The team is also investigating how alloys made of more abundant and less expensive elements— they point out there is a global shortage of cobalt and nickel due to their demand in the battery industry — could be coaxed into having similar properties,

THE CITIZENRY TO CELEBRATE

An upcoming event of note will grace the city of Alexandria, Virginia, and it’s very much in touch with the fine old days of yore.

The Alexandria Citizens Band — one of the oldest, all-volunteer community bands in the nation — soon will help the town, founded in 1749, celebrate the season.

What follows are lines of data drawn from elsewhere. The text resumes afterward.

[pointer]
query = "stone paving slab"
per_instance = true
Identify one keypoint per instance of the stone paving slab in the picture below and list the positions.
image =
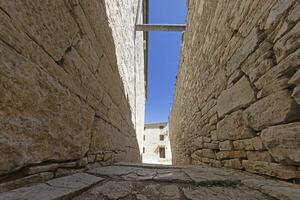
(55, 189)
(136, 182)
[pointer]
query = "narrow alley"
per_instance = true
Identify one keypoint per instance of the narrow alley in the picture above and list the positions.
(73, 88)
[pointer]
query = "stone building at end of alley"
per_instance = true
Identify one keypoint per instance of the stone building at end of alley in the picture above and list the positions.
(156, 144)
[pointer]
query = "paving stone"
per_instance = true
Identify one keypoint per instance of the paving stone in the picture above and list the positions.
(112, 170)
(113, 189)
(53, 190)
(169, 175)
(170, 192)
(219, 193)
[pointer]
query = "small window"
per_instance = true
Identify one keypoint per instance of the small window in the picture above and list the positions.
(162, 152)
(161, 137)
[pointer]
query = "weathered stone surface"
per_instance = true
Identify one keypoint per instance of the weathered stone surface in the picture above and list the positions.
(59, 188)
(246, 48)
(296, 94)
(113, 189)
(271, 169)
(112, 170)
(283, 142)
(274, 109)
(171, 175)
(170, 192)
(226, 145)
(238, 96)
(259, 156)
(296, 78)
(44, 168)
(233, 163)
(26, 181)
(58, 75)
(249, 144)
(288, 43)
(216, 193)
(233, 127)
(230, 154)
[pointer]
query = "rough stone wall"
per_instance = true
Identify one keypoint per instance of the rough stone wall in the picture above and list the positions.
(62, 99)
(236, 102)
(123, 15)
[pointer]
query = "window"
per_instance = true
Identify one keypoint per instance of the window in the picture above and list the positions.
(162, 152)
(161, 137)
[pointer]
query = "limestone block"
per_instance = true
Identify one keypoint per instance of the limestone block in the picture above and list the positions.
(287, 65)
(246, 48)
(276, 13)
(230, 154)
(233, 127)
(273, 109)
(296, 94)
(296, 78)
(233, 163)
(259, 156)
(207, 153)
(82, 162)
(43, 168)
(240, 95)
(249, 144)
(288, 43)
(226, 145)
(211, 145)
(26, 181)
(283, 142)
(271, 169)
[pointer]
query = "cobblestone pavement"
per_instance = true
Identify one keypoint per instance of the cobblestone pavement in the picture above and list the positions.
(152, 182)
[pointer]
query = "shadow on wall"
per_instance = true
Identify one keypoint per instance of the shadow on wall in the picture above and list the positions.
(62, 99)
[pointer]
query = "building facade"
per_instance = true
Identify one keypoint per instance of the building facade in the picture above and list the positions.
(156, 144)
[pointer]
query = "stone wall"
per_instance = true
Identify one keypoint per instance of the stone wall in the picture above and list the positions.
(123, 15)
(62, 100)
(237, 94)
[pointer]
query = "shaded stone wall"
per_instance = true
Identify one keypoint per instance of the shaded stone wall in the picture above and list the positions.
(236, 102)
(62, 99)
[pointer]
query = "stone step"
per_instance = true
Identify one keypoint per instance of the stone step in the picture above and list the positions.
(55, 189)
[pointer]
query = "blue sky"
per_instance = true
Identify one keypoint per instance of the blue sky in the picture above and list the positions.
(164, 53)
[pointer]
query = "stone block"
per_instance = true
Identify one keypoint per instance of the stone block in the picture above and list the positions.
(43, 168)
(82, 162)
(259, 156)
(230, 154)
(26, 181)
(233, 163)
(240, 95)
(249, 144)
(207, 153)
(245, 49)
(288, 43)
(283, 142)
(295, 80)
(271, 169)
(296, 94)
(233, 127)
(226, 145)
(274, 109)
(91, 158)
(211, 145)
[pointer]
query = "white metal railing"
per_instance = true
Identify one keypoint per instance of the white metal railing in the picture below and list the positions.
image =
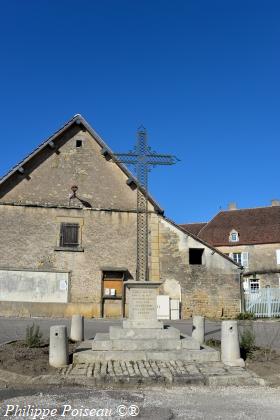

“The Alexandria Citizens Band is excited to wrap up our 110th year with our 5th annual Holiday Sing-along on Friday, December 16 at 7:30 p.m. This free family-friendly concert has become an Alexandria area holiday tradition,” advises conductor Mike Evans, in a statement to Inside the Beltway.

Their concert takes place at Del Ray United Methodist Church in Alexandria — founded in 1893. Three cheers for all. Find the band at Alexandriacitizensband.org

POLL DU JOUR

• 66% of U.S. adults disapprove of the way President Biden is handling inflation.

• 63% disapprove of the way he is handling the U.S. economy.

• 61% disapprove of the way he is handling immigration.

• 60% disapprove of the way he is handling gun policy.

• 54% disapprove of the way he is handling his job as U.S. president.

• 49% disapprove of the way he is handling the war in Ukraine.

• 49% disapprove of the way he is handling “protecting democracy in America.”